Thanks to Charles for linking the short clip below:
Henges: Stonehenge, Woodhenge, Avebury & Stanton Drew from Michael Bott on Vimeo.
Bott suggests that some of the henges could be the structural precursors to a number of ancient venues, using as a loose example the Amphitheatrum Flavium, itself having a recent architectural lineage by way of Classical Greece. At 4:22 he compares the structure of Stanton Drew with the substructure of the Flavian Amphitheater, suggesting that the close timbers may have been piers for decking.
It's possible that when large numbers of people converged on a single site like Stonehenge that the archaeological indication of multi-day feasting could have been a sort of religious sports-orgy, such as those of a number of ancient cultures. Lacking satisfyingly abundant sacrificial or burial remains, some round monuments are often called calendars or observatories; but that still doesn't tell us procedurally 'what actually happened' when the monuments were being used. Bott wonders if the 'what actually happened' were blood-sports, such as those of the Roman Era.
Since many of the Atlantic monuments seem to be oriented around the sun [recent article], we might want to consider activities that would be becoming of a proper sun worshiper. So here I've considered two very different cultures a world away just to give an example of what kind of worship might be pleasing to a solar deity of the Beaker Age. (not suggesting any relationship with the following)

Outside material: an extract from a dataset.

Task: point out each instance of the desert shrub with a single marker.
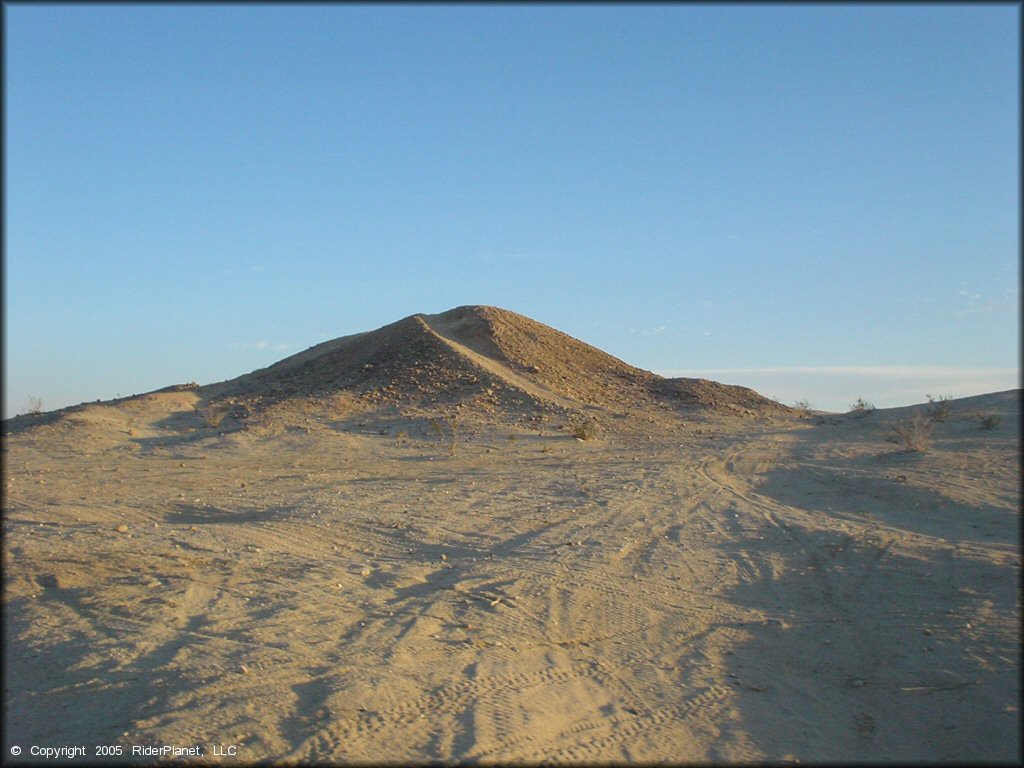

|Woodland Lacrosse "The Warrior's Game" by Robert Griffing [here]|
Another solar game is Meso-American handball, which probably descended from the same ancestor as the Woodland ball games. The rubber ball comes to represent a living version of the sun in a cosmic battle that took place before the time of men. The stone scoring ring, as seen below, represents the equinox through which the sun passes.
The ball court itself, the tlachtli, is more than just a sports stadium. It is a solar portal oriented with the sky that literally transports the players into the cosmological realm. It is here that the death and re-birth of the sun is re-enacted and the fertility of a nation can be ensured through the sacrifice of players.
Whether lacrosse or ullamaliztili, these were formalized, high-stakes events, not only for the players but for the treaties and wagers made on the game. In the case of ullamaliztili, the sanctioned games by the Classical Period appear to have ended with the beheading of losing team captain and often, the entire losing team. Also [here]
|"ullamaliztli" - The ball "sun" spiked through the stone ring "the equinox"|
These European competitions were often religious in nature; and that begs the question: if we reasonably assume that sport events were one of the most central pillars in the life of a Neolithic European, shouldn't we see some evidence of this in the landscape? No one is suggesting that this is going to be the case, but if we look at monuments again, could they be?
Michael Bott considers round monuments with embankments. He wonders if the ditched embankment enclosures were designed for venationes, such as a bull ring, or a rodeo ring. It's worth considering that European stick-and-ball games typically have round courts or infields as well. In the English language, boxers fight in a boxing 'ring', even though modern rings are square. Most European combat sports are now, or were at one time, fought in a circular enclosure.
There are also other unusual structures found in Europe, such as the cursuses and holed-stones.
Of course there may be better explanations for some of these, but if we had a number of Neolithic monuments, let's say a thousand, there should be a high logical probability that a certain percentage had events taking place that spectators might actually want to watch!
Here is an interesting bit of information about Stonehenge... There are now about a hundred and fifty images discovered on the Stonehenge sarsen stones from the second millennium. What are they? deer? stick people? boats? cows?
Unless there are images that I've missed, all of them are axes and daggers.
...and they continue to be found. These are just the ones that haven't faded or remain to be discovered. What's interesting is how the daggers and axes are sequentially listed on the sarsen stones, much like a tally.